Whether the sophomore stays in Bloomington or bails for the big bucks, the Hoosiers will eventually need another player to fill Bryant’s shoes, or those of Indiana’s other top forward, OG Anunoby, who could easily be a top-20 pick in this summer’s draft, as well.
It appears that De’Ron Davis is more than ready for that role.
Davis came to Indiana as one of Tom Crean’s top-two recruits, along with Curtis Jones. Davis was a four-star recruit out of Colorado, where he led his team to two state titles and was named the state’s Mr. Basketball. Crean had been recruiting Davis since middle school, so landing the 6-10 big man was big for the Hoosiers, especially with their minimal scholarship room heading into the 2016-17 season.
Another bonus for Crean and his bunch was slowly working Davis into a system that had an already-established post presence in Bryant. Bryant averaged 12 points and 6 rebounds as a freshman.
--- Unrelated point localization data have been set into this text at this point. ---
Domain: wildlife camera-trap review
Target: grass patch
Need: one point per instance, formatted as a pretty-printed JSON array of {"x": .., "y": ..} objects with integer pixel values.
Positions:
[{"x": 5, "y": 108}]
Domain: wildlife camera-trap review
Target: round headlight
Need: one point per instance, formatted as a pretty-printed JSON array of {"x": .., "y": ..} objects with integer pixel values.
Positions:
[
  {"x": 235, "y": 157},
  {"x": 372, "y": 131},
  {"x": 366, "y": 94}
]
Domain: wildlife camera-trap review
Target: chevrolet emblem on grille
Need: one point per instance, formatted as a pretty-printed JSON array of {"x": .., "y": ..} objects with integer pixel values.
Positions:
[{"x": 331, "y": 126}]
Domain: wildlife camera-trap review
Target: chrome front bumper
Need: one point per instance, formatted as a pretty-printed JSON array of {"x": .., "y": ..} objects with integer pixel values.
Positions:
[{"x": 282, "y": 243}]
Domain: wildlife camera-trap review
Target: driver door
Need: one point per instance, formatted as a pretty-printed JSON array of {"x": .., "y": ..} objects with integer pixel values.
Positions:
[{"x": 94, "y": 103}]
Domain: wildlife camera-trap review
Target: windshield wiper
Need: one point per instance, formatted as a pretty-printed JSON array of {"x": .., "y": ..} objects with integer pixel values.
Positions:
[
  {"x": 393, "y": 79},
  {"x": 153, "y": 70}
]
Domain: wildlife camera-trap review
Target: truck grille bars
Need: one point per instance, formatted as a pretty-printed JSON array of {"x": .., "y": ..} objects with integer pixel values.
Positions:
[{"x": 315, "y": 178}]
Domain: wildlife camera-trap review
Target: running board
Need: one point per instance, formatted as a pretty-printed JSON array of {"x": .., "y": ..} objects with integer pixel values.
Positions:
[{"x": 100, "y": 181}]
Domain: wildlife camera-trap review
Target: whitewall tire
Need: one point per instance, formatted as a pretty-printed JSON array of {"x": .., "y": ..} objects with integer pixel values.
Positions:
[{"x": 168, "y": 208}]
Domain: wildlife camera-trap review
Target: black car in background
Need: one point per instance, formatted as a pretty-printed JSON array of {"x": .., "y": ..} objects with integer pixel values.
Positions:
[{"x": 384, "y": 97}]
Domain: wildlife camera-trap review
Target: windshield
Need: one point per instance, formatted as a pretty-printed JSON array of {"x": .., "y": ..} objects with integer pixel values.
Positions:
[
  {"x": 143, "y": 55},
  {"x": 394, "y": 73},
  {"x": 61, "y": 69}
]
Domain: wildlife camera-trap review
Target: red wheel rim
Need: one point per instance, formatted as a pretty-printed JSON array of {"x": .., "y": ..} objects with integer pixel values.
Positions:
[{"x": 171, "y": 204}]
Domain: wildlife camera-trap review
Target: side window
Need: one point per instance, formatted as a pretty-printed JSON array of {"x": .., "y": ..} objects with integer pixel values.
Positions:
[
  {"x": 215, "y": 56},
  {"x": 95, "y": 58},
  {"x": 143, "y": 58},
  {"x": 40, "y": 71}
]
With Bryant — a preseason All-American — averaging 29 minutes a game, Crean could sprinkle Davis into the lineup sparingly. Davis’ size and athleticism made him plenty capable of giving Bryant quick blows or covering in a foul-trouble situation, but he wasn’t a regular part of the rotation.
Davis tallied more than 15 minutes of playing time only five times during the non-conference season. His first 20-plus-minute game came on Feb. 1 in a triple overtime game against Penn State. He’s only had three such games all season.
The freshman forward averages just 13.9 minutes per game. However, in the short time he’s on the floor Davis has made the most of it.
He averages 6.2 points and 3.3 rebounds per game and has been efficient in doing so. He’s a 52-percent field-goal shooter and is a solid 75 percent from the foul line. Of his 95 rebounds, half have come on the offensive end. He’s also second on the team with 22 blocked shots.
As Davis has gotten more comfortable with his role, he’s become more impressive on the floor. He’s averaging 7.6 points per game in the month of February and scored in double figures twice against Michigan in Minnesota.
Against Michigan, he had 13 points on 4 of 5 shooting in just 14 minutes. His numbers against Minnesota were even more impressive — 10 points and 5 rebounds in just nine minutes, although he did manage to foul out.
He was a perfect 2 for 2 from the field and 4 for 4 from the charity stripe against Wisconsin on Feb. 5 and scored 12 against the Badgers in January.
Davis has hardly dominated, but the Hoosiers haven’t needed him to. He’s filled a relief position for Indiana’s third-leading scorer, and he’s figured out his own strengths along the way.
It’s too early to tell how alike Bryant and Davis are — Bryant is 21 for 55 from 3-point range this season; Davis is 0 for 0. But the Hoosiers have continuously relied on big men during Crean’s tenure in Bloomington — Cody Zeller, Noah Vonleh, Bryant — so Davis will become more and more of an asset as time goes by. Once Bryant leaves, which again, could be this summer, Davis will become an integral part of the offense.
The pressure has been low for Davis during his freshman season and he’s managed to thrive in his role coming off the bench. His early playing time should give him a jump start to becoming the next low-post monster to stomp around Assembly Hall.